Oil could start to outperform gold sooner rather than later

JOHANNESBURG – Gold is a spectacular winner in the carnage on most markets as a result of the Covid-19 outbreak. In stark contrast, oil is the spectacular loser.

The gold price has been in a rising trend against the oil price since 2004, but what is remarkable is that the deviations from the trend follow the trend of CBOE VIX – a popular measure of market risk and investor sentiment as it is based on market volatility. 

Yes, sometimes it is more pronounced than other times due to underlying supply and demand factors. Currently the deviation from the long-term trend is at the highest level since 2004 and matches the elevated VIX which find itself at similar highs as during the global financial crisis in 2008/09.

Graph 1: It is impossible to estimate the potential duration of the Covid-19 crisis. All I know is that stock market volatility will remain at elevated or anxiety levels. The big question is will gold continue its superior performance relative to oil?
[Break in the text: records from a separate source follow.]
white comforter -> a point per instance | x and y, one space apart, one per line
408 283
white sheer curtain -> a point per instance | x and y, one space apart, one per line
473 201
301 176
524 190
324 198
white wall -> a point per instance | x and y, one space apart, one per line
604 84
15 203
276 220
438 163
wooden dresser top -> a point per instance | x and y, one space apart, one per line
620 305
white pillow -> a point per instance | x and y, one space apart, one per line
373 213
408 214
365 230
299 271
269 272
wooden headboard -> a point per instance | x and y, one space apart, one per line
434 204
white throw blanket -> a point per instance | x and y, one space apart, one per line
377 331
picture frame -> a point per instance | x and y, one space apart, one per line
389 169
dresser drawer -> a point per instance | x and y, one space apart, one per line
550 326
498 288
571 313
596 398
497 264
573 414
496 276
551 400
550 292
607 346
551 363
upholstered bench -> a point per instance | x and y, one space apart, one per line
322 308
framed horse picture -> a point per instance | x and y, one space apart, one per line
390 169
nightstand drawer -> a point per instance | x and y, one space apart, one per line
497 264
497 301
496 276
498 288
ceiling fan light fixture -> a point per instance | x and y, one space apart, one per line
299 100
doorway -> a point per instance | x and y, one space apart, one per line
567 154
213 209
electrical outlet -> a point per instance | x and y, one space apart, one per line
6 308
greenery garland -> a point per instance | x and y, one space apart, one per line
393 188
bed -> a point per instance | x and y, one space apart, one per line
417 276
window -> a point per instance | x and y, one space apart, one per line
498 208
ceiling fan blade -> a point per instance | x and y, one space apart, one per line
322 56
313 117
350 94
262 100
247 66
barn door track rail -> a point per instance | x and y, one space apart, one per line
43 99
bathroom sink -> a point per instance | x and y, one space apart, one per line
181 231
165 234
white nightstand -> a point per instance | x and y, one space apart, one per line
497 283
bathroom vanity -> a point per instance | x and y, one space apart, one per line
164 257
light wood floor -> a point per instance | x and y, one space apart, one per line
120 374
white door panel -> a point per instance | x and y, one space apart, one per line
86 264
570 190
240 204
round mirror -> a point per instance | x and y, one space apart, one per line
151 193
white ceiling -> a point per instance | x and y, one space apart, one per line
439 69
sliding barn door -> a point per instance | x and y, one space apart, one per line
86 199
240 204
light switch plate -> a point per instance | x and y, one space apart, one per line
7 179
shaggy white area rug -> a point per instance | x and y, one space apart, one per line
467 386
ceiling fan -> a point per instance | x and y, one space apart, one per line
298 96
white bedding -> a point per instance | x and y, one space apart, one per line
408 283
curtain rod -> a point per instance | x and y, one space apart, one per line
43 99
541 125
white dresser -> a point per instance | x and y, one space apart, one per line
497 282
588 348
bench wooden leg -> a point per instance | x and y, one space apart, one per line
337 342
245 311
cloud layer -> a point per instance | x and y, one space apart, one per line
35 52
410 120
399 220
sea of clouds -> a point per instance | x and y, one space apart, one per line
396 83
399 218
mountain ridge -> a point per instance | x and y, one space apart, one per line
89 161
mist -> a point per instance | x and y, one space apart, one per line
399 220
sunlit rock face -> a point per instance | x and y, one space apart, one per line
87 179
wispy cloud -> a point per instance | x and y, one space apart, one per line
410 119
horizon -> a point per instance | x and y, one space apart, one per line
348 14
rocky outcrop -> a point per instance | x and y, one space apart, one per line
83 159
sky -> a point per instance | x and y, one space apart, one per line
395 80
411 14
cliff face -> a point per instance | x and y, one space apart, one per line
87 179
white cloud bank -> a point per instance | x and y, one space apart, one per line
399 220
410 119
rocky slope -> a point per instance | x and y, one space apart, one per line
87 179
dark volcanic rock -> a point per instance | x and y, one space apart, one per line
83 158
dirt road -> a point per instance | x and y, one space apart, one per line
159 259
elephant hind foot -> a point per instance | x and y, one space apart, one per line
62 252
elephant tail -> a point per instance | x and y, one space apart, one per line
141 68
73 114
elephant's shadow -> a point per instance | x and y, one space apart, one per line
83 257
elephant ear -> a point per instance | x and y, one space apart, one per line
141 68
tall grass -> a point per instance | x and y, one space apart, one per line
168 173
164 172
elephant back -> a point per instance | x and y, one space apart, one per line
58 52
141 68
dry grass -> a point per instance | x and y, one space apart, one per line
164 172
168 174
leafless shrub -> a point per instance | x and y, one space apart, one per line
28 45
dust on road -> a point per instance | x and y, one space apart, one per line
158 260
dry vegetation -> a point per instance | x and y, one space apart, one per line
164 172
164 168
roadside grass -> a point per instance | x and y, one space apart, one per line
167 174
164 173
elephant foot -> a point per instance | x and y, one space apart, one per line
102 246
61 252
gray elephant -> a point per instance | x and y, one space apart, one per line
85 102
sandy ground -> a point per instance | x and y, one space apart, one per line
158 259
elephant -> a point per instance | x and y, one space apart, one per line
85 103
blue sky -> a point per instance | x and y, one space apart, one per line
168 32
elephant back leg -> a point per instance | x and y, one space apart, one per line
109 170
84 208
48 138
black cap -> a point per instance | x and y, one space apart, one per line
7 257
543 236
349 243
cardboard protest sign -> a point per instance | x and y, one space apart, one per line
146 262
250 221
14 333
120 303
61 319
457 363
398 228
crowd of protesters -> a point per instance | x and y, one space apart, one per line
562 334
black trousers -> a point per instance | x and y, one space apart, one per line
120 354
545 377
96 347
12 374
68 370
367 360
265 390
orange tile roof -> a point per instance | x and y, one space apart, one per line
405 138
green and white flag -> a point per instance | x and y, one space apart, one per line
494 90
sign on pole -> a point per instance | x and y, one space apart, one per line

According to Rystad Energy, an independent energy research and business intelligence company, the weighted average break-even Brent crude oil of producing fields in May 2019 was $26 (R458) per barrel in 2019 money terms. Yes, spot on the price at the close of business on Friday. I will not dispute the fact that the current glut of oil in the market due to falling demand may push prices lower. The range of break-even prices is between $12 and $40 per barrel. It can therefore be expected that production will soon be curtailed due to financial difficulties. Yes, supply will adjust to demand and prices will stabilise. Bear in mind that the oil price is currently at a 17-year low – so, how low can it go?

One of the ratios I use as an indicator of equity market risk is the gold price in US dollars relative to the MSCI Emerging Markets Index in terms of US dollars.

Not only is the ratio highly correlated to the CBOE VIX but it also gives an indication of the investment demand for gold, made up from gold bars, coins, exchange traded funds and central bank purchases. The ratio currently exceeds the highs during the euro crisis in 2011/12 and indicates demand of up to 700 tons in the first quarter this year, up from about 400 tons in the final quarter last year.